Striveworks, based in Austin, said in a recent release that it “has demonstrated that AI can operate continuously across multiple vessels simultaneously, maintaining accuracy even as conditions change at sea” during a demonstration for the U.S. Navy. 

“We’ve gotten the data, the results, and we’re pretty proud of that,” said Jim Rebesco, CEO and co-founder of Striveworks, during an interview with Seapower.  

“We’ve demonstrated the ability for AI to play a critical role in targeting custody cycle but in a way that’s very resilient, very trusted, and frankly, robust with environmental or adversary change,” Rebesco told Seapower. “We provide the AI-based tools that enable you to autonomously process that data and ultimately track, identify, maintain custody, and — if you choose to — openly prosecute targets with a much lighter human load.” 

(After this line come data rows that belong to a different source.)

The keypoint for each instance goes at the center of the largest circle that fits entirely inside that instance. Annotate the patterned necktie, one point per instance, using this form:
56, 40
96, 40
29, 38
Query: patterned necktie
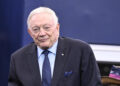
46, 70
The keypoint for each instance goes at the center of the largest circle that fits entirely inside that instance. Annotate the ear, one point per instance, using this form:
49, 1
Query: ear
30, 33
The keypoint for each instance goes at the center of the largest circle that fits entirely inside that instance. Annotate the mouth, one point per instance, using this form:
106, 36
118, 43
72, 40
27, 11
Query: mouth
43, 40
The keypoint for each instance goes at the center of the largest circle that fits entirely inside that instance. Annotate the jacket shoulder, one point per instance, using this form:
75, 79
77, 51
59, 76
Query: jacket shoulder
23, 50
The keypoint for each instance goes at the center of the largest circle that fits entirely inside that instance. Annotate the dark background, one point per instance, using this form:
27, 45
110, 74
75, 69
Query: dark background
96, 21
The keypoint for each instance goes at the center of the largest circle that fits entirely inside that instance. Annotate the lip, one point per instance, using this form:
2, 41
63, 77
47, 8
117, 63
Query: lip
43, 40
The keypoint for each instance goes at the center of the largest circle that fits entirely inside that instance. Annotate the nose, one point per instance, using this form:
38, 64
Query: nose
42, 32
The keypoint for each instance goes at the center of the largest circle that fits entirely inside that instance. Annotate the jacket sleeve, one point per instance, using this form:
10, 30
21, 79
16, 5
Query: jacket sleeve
90, 75
12, 78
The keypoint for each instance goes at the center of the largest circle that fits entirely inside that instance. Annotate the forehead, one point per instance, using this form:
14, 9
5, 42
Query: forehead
42, 18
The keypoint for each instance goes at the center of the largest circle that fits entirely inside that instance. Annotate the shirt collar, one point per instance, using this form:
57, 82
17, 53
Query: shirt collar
52, 49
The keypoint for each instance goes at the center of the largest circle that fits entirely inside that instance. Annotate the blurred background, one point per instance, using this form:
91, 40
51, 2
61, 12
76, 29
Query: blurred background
96, 22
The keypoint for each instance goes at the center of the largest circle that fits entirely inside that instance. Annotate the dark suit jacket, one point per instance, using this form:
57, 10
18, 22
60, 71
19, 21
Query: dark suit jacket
75, 65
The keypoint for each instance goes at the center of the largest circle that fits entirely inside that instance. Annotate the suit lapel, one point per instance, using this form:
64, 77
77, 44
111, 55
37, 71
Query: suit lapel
59, 62
34, 66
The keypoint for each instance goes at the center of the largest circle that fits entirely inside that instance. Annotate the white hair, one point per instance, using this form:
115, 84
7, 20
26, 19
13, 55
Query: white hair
40, 10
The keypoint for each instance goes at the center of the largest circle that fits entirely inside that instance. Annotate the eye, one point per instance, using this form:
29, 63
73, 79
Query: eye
46, 27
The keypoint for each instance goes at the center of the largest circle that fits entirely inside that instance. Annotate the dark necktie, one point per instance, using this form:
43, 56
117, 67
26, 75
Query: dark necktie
46, 70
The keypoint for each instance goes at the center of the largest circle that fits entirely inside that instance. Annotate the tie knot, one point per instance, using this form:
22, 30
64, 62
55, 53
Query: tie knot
45, 52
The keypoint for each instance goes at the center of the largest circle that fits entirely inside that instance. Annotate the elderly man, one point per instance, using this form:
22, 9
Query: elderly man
52, 60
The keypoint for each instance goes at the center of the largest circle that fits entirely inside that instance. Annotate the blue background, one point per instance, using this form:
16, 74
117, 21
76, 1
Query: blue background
96, 21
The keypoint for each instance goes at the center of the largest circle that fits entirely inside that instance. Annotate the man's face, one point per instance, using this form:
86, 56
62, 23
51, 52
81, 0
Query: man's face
43, 29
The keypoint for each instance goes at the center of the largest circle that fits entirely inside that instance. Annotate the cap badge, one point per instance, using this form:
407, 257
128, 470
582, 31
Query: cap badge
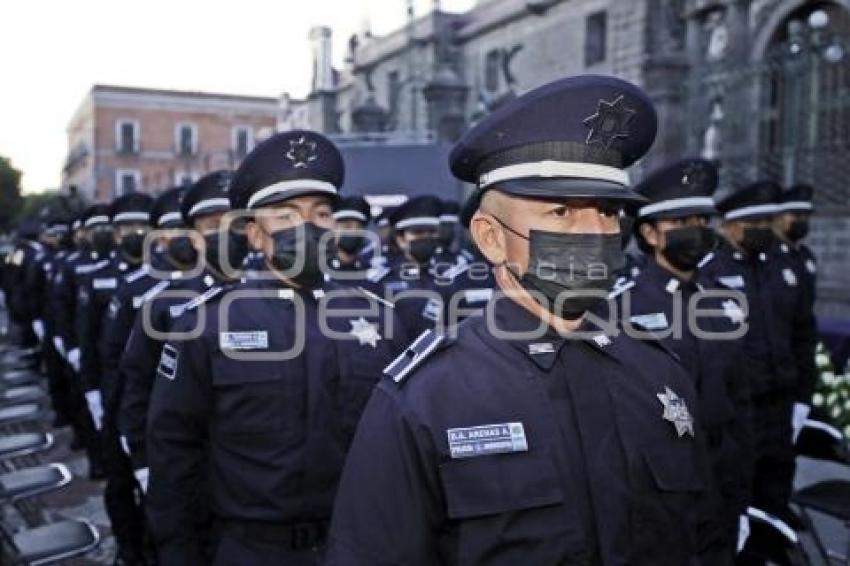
301, 152
610, 122
676, 412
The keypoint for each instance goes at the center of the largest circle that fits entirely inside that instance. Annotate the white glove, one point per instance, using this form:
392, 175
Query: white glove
59, 344
743, 531
798, 419
38, 328
95, 403
142, 476
73, 358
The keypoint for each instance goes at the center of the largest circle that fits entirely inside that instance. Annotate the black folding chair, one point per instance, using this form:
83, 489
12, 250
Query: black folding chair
821, 441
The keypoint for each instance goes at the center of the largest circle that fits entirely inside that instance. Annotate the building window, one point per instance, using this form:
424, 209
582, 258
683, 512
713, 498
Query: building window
127, 136
186, 138
243, 141
127, 181
595, 37
492, 70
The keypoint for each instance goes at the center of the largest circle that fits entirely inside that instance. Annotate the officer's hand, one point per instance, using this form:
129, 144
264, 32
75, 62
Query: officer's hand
798, 419
59, 344
73, 358
95, 403
142, 476
743, 531
38, 328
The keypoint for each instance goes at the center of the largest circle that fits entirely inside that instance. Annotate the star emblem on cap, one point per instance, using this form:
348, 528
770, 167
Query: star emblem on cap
695, 175
365, 332
301, 152
676, 412
610, 123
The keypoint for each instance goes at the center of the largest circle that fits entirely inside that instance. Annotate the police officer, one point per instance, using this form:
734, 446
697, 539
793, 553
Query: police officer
408, 280
534, 437
351, 219
777, 341
199, 261
255, 407
71, 275
672, 231
130, 217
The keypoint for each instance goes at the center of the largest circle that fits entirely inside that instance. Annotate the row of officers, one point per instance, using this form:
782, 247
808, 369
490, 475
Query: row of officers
263, 380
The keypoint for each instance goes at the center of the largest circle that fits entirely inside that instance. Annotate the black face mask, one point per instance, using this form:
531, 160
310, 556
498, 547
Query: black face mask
182, 252
757, 240
299, 245
236, 248
799, 229
102, 242
422, 249
350, 244
571, 263
132, 245
686, 246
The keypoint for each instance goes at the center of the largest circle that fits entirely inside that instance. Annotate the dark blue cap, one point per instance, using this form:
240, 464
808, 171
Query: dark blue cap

Rebesco sees the future fight as “increasingly dispersed, increasingly autonomous, increasingly USV [uncrewed surface vessel]-heavy.” 

“If you can see first and shoot first, you’re in a really good spot, and if you can’t, you’re in a really bad spot.” 

Striveworks Chariot software “processes all that sensor data coming through,” Rebesco said, noting that Chariot, “is the workhorse that’s underneath this.” 

“Chariot integrates easily with the Navy’s existing infrastructure. By delivering processed insights instead of raw data, Striveworks’ software reduces bandwidth demands while giving operators faster, clearer information,” the company said.  

Striveworks worked with the Naval Sea Systems Command for its demonstration, with its software being platform-agnostic for USVs, noting that “as the Navy buys those boats, we work with the Navy on what they’ve got,” Rebesco told Seapower. 

“The critical challenge facing our military today is keeping AI models working once they’re deployed, especially at scale,” Rebesco said in the release. “Now, we’ve proven that continuity can happen as part of daily operations, instead of the delayed cycles that can represent risk to our men and women in uniform. 

“In the Navy demonstration, Striveworks approached the problem differently. Its Chariot platform incorporates new operational data continuously, applies updates regularly, and delivers retrained models at the speed of need, measured in hours,” the release said. “Striveworks demonstrated rapid model transfer between different vessels and sensors across various sea states. Chariot provided rapid high quality target identification, tracking, and monocular passive ranging complete with full data lineage and no model or data IP restrictions. This bolsters the AI-assisted Commander’s confidence, assuring the advantage to stay aligned with changing conditions rather than fall victim to them.”   

With another Department of Defense customer, Striveworks “saw an over 95% reduction in operational work, like in human labor involved in maintain and do a kinetic action,” Rebesco said. 

“We usually targeted having a fully updated model fully validated, fully tested, fully evaluated — you know exactly what the performance is — within 24 hours. Most of the time we’re well below that. We are constantly taking the operational data that’s coming in. … We train the models from there.” 

Striveworks’ software has been used for defense missions in Iraq, Syria, Afghanistan, and in the Russia-Ukraine War.